Certified Organic since 2010, Canoe Creek Produce now sells the Co-op a large variety of specialty products throughout the year. Many customers eagerly await the early spring spinach that has overwintered in her fields. Barb has mastered the technique of planting in the autumn for an early spring crop of extra sweet spinach. The colder temps make for a higher sugar content.

Other specialty crops customers at the Co-op especially love are her tender salad greens delicately sprinkled with edible orange, purple and yellow flowers. Arugula, a pungent herb, is a staple for many throughout the growing season.
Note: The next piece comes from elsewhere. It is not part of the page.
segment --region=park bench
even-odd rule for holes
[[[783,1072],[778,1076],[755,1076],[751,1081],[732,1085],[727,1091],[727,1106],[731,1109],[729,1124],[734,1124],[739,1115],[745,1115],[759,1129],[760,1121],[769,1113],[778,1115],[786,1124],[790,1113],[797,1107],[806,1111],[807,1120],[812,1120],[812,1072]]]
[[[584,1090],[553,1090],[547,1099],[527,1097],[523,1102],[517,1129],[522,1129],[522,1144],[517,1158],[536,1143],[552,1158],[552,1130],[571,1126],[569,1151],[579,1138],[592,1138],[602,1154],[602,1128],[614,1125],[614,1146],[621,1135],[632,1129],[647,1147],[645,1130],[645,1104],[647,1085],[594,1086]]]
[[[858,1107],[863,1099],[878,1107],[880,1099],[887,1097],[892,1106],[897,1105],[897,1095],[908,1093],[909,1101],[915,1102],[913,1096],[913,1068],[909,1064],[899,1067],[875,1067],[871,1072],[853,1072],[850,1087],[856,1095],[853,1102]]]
She also grows rare vegetables not commonly found on the shelves in grocery stores like Mache, a crunchy spring green, and sorrel, a lovely lemony salad green and herb. My favorite is the Mexican Sour Cucumbers which look like tiny watermelons and impart a tangy lemon burst along with the cucumber flavor.

We are so fortunate to have growers who grow what they love. And we love having growers who can innovate and create their own markets simply by having beautiful unique local products. Thank you Canoe Creek Produce!